INTEGRATION: Zwischen Warten und Bleiben
Seit 1993 lebt S. in Bremen. Doch während seine drei Kinder wohl bald eingebürgert werden, ist der Roma aus dem Kosovo noch kettengeduldet - und ohne Job
Es ist ein Teufelskreis, in dem sich Herr S. seit Jahren bewegt: Ohne Aufenthaltserlaubnis kein Job. Ohne Job keine Aufenthaltserlaubnis. Und keine Integration. Genau das wiederum werfen ihm die Verwaltungsgerichte in Bremen vor, immer wieder, auch gestern.
Der 42-Jährige lebt, wie er selbst - in flüssigem Deutsch - sagt, "schon sein halbes Leben hier". Genauer gesagt: seit 1993. Damals kam der Roma aus dem Kosovo hierher, begehrte anschließend erfolglos Asyl in Deutschland. Seitdem ist er geduldet. Daran hat sich bis heute nichts geändert. Im November wird seine Duldung wieder einmal auslaufen, und, aller Voraussicht nach, wieder einmal verlängert. Das Urteil steht allerdings noch aus.
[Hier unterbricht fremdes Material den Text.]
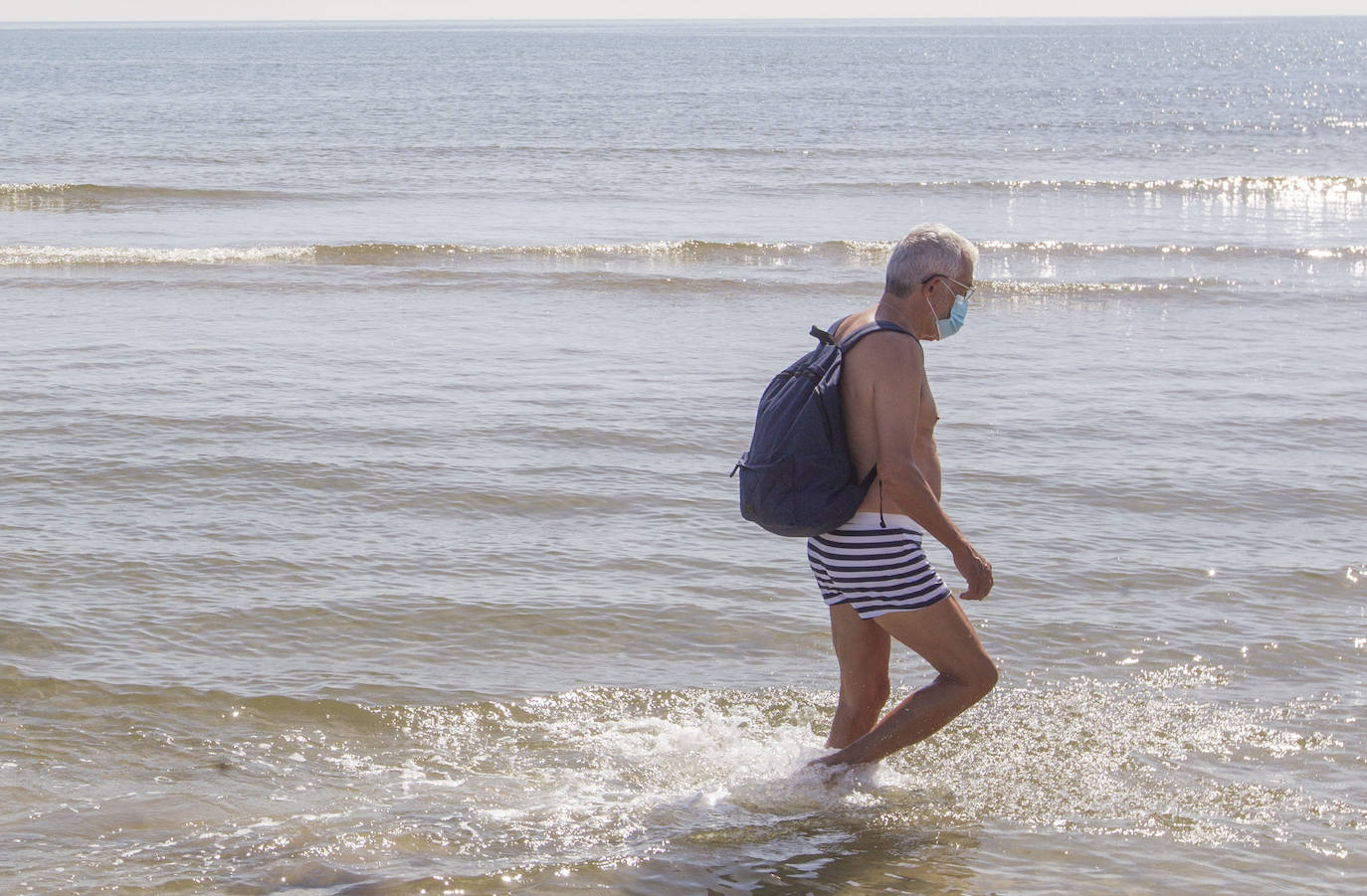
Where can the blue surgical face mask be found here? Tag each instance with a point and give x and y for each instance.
(951, 324)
Drei Kinder hat S. mittlerweile, allesamt sind sie hier geboren, sie gehen heute in die vierte, sechste und achte Klasse im Stadtteil Oslebshausen. Ihr Einbürgerungsantrag läuft bereits, momentan dürfen sie "aus humanitären Gründen" in Bremen bleiben, vorerst bis Ende kommenden Jahres. Einiges spricht dafür, dass sie anschließend einen deutschen Pass zugesprochen bekommen. Dann aber, so sagt Jan Sürig, der Rechtsanwalt von S., hätte auch der Vater ein Recht, längerfristig zu bleiben. Zumindest, bis alle Kinder volljährig sind. Sürig spricht von einer "ewigen Duldung", aus der "schleichend" dann doch ein Daueraufenthalt werde. Genau diese Praxis werde höchstrichterlich aber verurteilt. 2006 gab es in Bremen 3.364 kettengeduldete MigrantInnen, im Frühjahr waren es noch 2.206. In ihrem Koalitionsvertrag haben sich SPD und Grüne darauf verständigt, diese Zahl "auf ein Minimum" zu reduzieren.
Auch Herr S. will, wie seine Lebensgefährtin und die Kinder, "aus humanitären Gründen" bleiben dürfen. Doch vor über zehn Jahren hat er mal eine Vorstrafe bekommen, sechs Monate auf Bewährung wegen eines Eigentumsdelikts, und dann sind da noch zwei Strafbefehle von 2008, wegen Ladendiebstahls. Also fällt er auch nicht unter die "Altfallregelung", von welcher der Rest der fünfköpfigen Familie profitiert. Sürig streitet dafür, dass S. trotzdem mehr als eine Duldung, ja: eine Aufenthaltserlaubnis bekommt. Doch die "bloße Erwartung" einer Einbürgerung der Kinder, so urteilte das Oberverwaltungsgericht, könne kein Grund dafür sein.
Welches Ziel die Duldung denn verfolge, fragt Sürig. "Die Gültigkeit der Duldung erlischt mit Bekanntgabe des Rückführungstermins". So steht es in den Papieren von S. Ein Satz, der Jan Sürig wütend macht. Zumal vor Ende kommenden Jahres eine Abschiebung gar nicht zur Debatte steht - das sagen übereinstimmend auch das Gericht und die Stadt Bremen. Doch mit so einem Satz in den Papieren, sagt Sürig, könne man sich Bewerbungen um einen Job "auch gleich schenken". Es gebe bei Herrn S. denn auch "keine Hinweise auf Erwerbsbemühungen", sagt die Vertreterin der Stadt vor Gericht. In den Akten finde sich "nichts" entsprechendes, sagt auch der Richter. "Mit einer Duldung habe ich keine Chance auf einen Job", sagt S. selbst, und dass er sich ganz sicher sei, was zu finden - wäre er mehr als nur geduldet. Dann erst könnte er auch mal einen Integrationskurs bekommen. Noch so ein Teufelskreis.